Em complemento aos textos anteriores, os ensaios seguintes colocam ênfase nalgumas das implicações decorrentes dos processos de flexibilização das relações laborais, tendo por referência, em grande medida, a realidade brasileira, mas igualmente a portuguesa. Valnete Freitas, por um lado, parte do ordenamento jurídico brasileiro para analisar o impacto da terceirização no mercado de trabalho e seus reflexos nas condições de negociação, saúde e segurança do trabalhador. Na linha da (des) proteção trabalhista inerente ao arcabouço jurídico, que pressupõe repensar o papel do Estado e que convida também a uma viagem ao contexto português, André Vitaliano, apoiando-se num reflexão de Elísio Estanque, tece considerações sobre os desafios de reinvenção, autonomia ou ativismo a que o sindicalismo está sujeito em contexto de grande adversidade, avanço do precariado e fragmentação dos direitos laborais.

A reflexão sobre a classe média adquire destaque no quinto e sexto ensaios. Por um lado, Marina Chiari reporta-se à classe média enquanto conceito subjetivo disputado e cada vez mais sujeito a novas reconfigurações no quadro das redes sociais, submetido que está a práticas de vigilância do comportamento digital e conteúdo produzido pelos utilizadores de tais redes. Por outro lado, Andréa Costa analisa os contornos sociais e ideológicos das classes médias no Brasil, situando o lugar dessas classes na estrutura social do país de molde a realçar o seu papel conservador e antimoderno. Esse exercício analítico é articulado com uma sociologia das mobilizações coletivas, tendo presente as “jornadas de junho” de 2013.

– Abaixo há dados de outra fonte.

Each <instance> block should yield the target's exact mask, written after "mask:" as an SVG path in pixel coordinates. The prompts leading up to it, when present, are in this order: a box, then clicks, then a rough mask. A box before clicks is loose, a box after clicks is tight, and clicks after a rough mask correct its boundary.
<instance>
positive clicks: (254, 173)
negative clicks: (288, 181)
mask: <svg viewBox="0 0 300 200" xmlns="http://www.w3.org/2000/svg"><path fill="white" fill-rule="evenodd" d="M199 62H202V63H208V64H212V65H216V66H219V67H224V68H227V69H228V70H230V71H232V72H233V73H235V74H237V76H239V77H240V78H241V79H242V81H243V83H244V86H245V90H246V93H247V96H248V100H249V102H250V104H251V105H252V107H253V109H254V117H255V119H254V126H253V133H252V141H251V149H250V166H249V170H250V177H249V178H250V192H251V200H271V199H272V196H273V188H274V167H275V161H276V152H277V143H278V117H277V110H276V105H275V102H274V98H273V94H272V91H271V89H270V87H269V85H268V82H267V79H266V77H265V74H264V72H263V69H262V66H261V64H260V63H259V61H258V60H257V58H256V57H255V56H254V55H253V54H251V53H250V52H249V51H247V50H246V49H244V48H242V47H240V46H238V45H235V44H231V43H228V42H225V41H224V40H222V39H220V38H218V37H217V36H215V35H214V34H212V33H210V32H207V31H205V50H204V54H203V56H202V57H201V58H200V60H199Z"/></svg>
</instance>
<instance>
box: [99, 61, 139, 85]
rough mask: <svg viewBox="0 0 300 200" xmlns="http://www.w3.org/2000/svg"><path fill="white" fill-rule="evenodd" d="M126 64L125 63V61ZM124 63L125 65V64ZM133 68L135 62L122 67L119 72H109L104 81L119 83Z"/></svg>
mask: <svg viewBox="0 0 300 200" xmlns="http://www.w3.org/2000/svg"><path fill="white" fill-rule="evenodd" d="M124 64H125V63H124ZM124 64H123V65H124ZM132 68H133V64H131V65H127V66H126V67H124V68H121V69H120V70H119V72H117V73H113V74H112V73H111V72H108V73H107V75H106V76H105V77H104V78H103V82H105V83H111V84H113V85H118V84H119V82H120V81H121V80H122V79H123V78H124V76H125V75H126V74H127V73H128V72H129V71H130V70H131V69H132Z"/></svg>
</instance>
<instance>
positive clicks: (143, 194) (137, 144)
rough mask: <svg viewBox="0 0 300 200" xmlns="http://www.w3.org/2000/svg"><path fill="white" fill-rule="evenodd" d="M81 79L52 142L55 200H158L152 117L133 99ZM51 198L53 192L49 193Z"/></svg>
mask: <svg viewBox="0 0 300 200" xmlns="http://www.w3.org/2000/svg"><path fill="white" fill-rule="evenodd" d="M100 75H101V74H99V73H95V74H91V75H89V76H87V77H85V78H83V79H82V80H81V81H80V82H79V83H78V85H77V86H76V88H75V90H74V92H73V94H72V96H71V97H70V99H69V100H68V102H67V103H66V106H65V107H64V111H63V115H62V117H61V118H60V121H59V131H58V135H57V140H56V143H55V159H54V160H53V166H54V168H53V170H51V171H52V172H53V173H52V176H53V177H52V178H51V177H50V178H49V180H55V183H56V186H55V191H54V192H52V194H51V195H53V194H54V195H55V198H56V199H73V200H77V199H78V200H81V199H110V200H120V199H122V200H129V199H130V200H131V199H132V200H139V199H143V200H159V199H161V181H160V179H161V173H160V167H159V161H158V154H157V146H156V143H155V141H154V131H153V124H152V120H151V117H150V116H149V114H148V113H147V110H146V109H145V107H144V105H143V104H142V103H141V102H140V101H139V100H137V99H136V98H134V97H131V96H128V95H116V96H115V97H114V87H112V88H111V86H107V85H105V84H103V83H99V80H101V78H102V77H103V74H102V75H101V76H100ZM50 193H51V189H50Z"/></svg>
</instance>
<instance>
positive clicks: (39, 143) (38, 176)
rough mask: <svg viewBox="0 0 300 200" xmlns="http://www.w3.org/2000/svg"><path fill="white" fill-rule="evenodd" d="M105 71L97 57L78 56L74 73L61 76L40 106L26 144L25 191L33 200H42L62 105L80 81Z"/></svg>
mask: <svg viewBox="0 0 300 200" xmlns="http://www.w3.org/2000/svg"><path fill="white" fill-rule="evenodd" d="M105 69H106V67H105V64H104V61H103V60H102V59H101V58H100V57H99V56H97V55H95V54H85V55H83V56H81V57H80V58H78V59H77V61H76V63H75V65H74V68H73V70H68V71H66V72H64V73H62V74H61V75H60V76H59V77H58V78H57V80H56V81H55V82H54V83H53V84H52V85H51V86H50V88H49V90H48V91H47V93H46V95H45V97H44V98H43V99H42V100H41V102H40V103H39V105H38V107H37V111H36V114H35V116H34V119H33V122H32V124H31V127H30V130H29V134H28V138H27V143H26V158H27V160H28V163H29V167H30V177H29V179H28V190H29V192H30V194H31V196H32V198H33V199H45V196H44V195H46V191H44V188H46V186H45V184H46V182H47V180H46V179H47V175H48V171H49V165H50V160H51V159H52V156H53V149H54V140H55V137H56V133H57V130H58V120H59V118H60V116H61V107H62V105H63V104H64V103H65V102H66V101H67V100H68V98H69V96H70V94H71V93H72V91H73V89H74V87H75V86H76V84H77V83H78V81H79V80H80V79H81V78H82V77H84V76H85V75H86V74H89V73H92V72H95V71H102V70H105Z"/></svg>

Ora, é igualmente sobre mobilizações e formas de reorganização laboral num contexto de mobilização tornado propício pelas redes sociais que se ocupam os textos seguintes. O sétimo ensaio, da autoria de Graça Lourenço, enquadra o movimento “coletes amarelos” na literatura sobre movimentos sociais e tece ainda considerações sobre a sua ineficácia no contexto português. Por sua vez, Vamberto Miranda Filho procede a um mapeamento de alguns estudos sobre as principais mudanças que têm ocorrido no mundo do trabalho, na chamada era digital, desde logo procurando elucidar implicações daí decorrentes para os processos de (re)organização coletiva de trabalhadores.

Por fim, os ensaios que encerram este número da Cabo dos Trabalhos apoiam-se em análise comparadas relacionadas com políticas públicas e suas reconfigurações. Por um lado, Sergio Mariani reporta-se aos processos de institucionalização de parcerias com organizações da sociedade civil que os Estados nacionais têm posto em marcha como forma de colmatar o enfraquecimento de políticas públicas. Embora tenha por referência a comparação Portugal-Brasil, o autor detém-se, no quadro do sistema prisional, nas experiências de ressocialização de reclusos promovidas pela Associação de Proteção e Assistência aos Condenados. Por sua vez, Renato Santos e Denise Marcarenhas discutem empiricamente a reconfiguração das relações laborais nos serviços públicos de saúde, a partir dos casos do Serviço Nacional de Saúde Português e o Serviço Nacional de Saúde Britânico. Fazem-no por meio de uma perspetiva de análise comparativa de vulnerabilidade fiscal e de sociologia do trabalho em contexto de nova gestão pública.

Além do ensaios que compõem este número da Cabo dos Trabalhos, o leitor encontra ainda um secção de recensões (ensaios mais curtos) escritos por estudantes do programa doutoral Human Rights in Contemporary Societies a partir de textos integrados no Syllabus 2019/2020.